Search code examples
rtransformgaussian

Convert raw data to Gaussian (normal) using qqplot leads to different normal values for same raw data value


I want to convert raw data to Gaussian (mean=0, std =1) using qqnorm function. What I realize though, is that for the same raw values, I get different Gaussian value. Eg:

mydata = c(2.4,       3.7,       2.1,       3,         1.6,       2.5,       2.9, 2.9 )
myquant = qqnorm(mydata)
myquant
          -0.4727891  1.4342002 -0.8524950  0.8524950 -1.4342002 -0.1525060  0.1525060  0.4727891

Moreover, I have used the following code to transform data into normal one:

for (i in 1:ncol(sampledataSubGaus) ) {
  
  
  sampledataSubGaus[,i] <- qqnorm( as.matrix(sampledataSub[,i]) )$x
  
}

where I face the same issue again. Is there an explanation for that? For your information, I have used another function called score.transform, which behaves properly.


Solution

  • I am not quite sure what you mean by "convert" your data to N(0,1) using qqnorm.

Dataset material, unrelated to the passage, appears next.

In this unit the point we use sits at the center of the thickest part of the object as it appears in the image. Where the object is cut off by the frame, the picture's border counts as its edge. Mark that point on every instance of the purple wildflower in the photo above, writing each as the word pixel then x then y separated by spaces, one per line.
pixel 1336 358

The qqnorm() function returns x, which are the normal quantiles associated with the corresponding quantiles from your data. The guts of qqnorm() are doing the following:

    mydata = c(2.4,3.7,2.1,3,1.6,2.5,2.9, 2.9 )
    y <- mydata  
    n <- length(y)
    x <- qnorm(ppoints(n))[order(order(y))]
    plot(x,y)
    

    enter image description here

    If you took a subset of these values, you would get different values of x, because it would be using a different number of points to generate the normal quantiles (i.e., the values of ppoints(n) would be different).

    I could be wrong, but I have never heard of someone using qqnorm() to transform data - it is a diagnostic for normality, but not a remedy. Something like a Box-Cox transformation could, under the right circumstances, help transform a skewed variable into something that had a more normal distribution.